England v Pakistan: Joe Root & Alastair Cook set example for improving England
England's performance with the bat on the opening day of the second Test against Pakistan was a huge improvement on their dismal showing at Lord's.
Beaten by 75 runs amid a flurry of rash strokes in the first match of the series, they were heavily criticised by fans and media.
In reaching 314-4 at Old Trafford, England proved they had looked at what happened, talked about it and worked things out.
Captain Alastair Cook, with a typically composed 105, and Joe Root, who made an even more assured unbeaten 141, were at the forefront of an impressive response.
If there was a recklessness at Lord's that stemmed from a desire among the England batsmen to impose themselves on the bowlers, here they played proper Test cricket.
Cook and Root were magnificent, compiling patient, well-paced innings that every other batsman - on both sides - would be advised to follow.
Learning the lessons of Lord's
We must remember that Pakistan's is a very unusual attack - how often do you see three left-arm seamers and a leg-spinner in a side? - and Root adopted the unusual tactic of taking an off-stump guard to combat them.
John Holder, who spent 27 years as a first-class umpire, said he had never seen a player bat on off stump during his career.
It certainly worked for Root. It helped him decide what to play at and what to leave - I can only remember the ball beating his bat a couple of times all day - and he played much straighter than he did at Lord's, when he was caught slog-sweeping and on the pull.
Conditions undoubtedly helped England, who, by winning the toss for the first time in five Tests against Pakistan, enjoyed first use of a typically true Old Trafford surface under clear skies.
I wrote earlier this week that England needed to learn how to play leg-spinner Yasir Shah. They did that with aplomb.
Pakistan's match-winner at Lord's with 10 wickets, Yasir barely spun a ball all a day.
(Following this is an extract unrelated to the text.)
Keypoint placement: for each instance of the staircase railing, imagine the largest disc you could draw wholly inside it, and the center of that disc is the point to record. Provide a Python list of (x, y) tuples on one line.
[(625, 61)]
He ended it with figures of 0-111.
For that, Root and Cook can take the bulk of the credit. They made Yasir work for his wickets - no swipes across the line, no charges down the pitch. Crucially, there were no easy pickings.
Vince's chances running out
As impressive as Cook and Root were, there are still concerns over the rest of the England top five.
Alex Hales made only 10, but equally worrying was the manner in which he was worked over by Mohammad Amir - bowling full, swinging it away and then bringing one back in to bowl the opener comprehensively.
After such a good series against Sri Lanka - he made three scores in excess of 80, and averaged 58 - it feels like we are back to where we were with Hales during the winter tour of South Africa, when people were questioning his technique against high-quality opening bowlers.
Gary Ballance will rue his dismissal for 23 late in the day, while James Vince missed another chance to press his case with a modest 18.
Caught in the slip cordon at Lord's, he was dropped at second slip on the drive today before finally edging another loose drive off Rahat Ali.
Test cricket is a test of patience - it is the batsman against the bowler and a matter of who will crack first. Vince cracked.
He has not convinced me yet as a Test cricketer, and if he does not get runs in the second innings I am not sure he will keep his place for the rest of the four-Test series.
England's missed opportunity
England played superbly on the first day and may well go on to win this game but, regardless of the result, they missed a golden opportunity to play two spinners at Old Trafford.
Leg-spinner Adil Rashid should have been picked to complement Moeen Ali's off-spin.
On a pitch that traditionally favours the slower bowlers, in dry conditions and with tours of Bangladesh and India looming this winter, England should have had another look at Rashid and left out Vince.
They have so much batting depth and so many all-round options they could afford to play one less specialist batsman. Who knows, Rashid may well have scored more runs than Vince anyway.
As it is, Rashid's only chance may come in the final Test at The Oval, which gives him a solitary game to get accustomed to Test cricket again before England's tour - plus the added pressure of having to impress.
Starting from zero
Given what happened at Lord's, England's ideal scenario at Old Trafford would be to win the toss, post a big score and Yasir to have 0-100 by the end of the day.
In that respect, they could not have asked for much more on Friday.
But the familiar failings of Hales, Vince and Ballance are no closer to being rectified.
Although England remain well placed to post an imposing total in excess of 450, all the batsmen, including Root, must start from zero on Saturday.
So there is work to be done, not least with Root and Cook's top-order colleagues.
Jonathan Agnew was speaking to BBC Sport's Justin Goulding.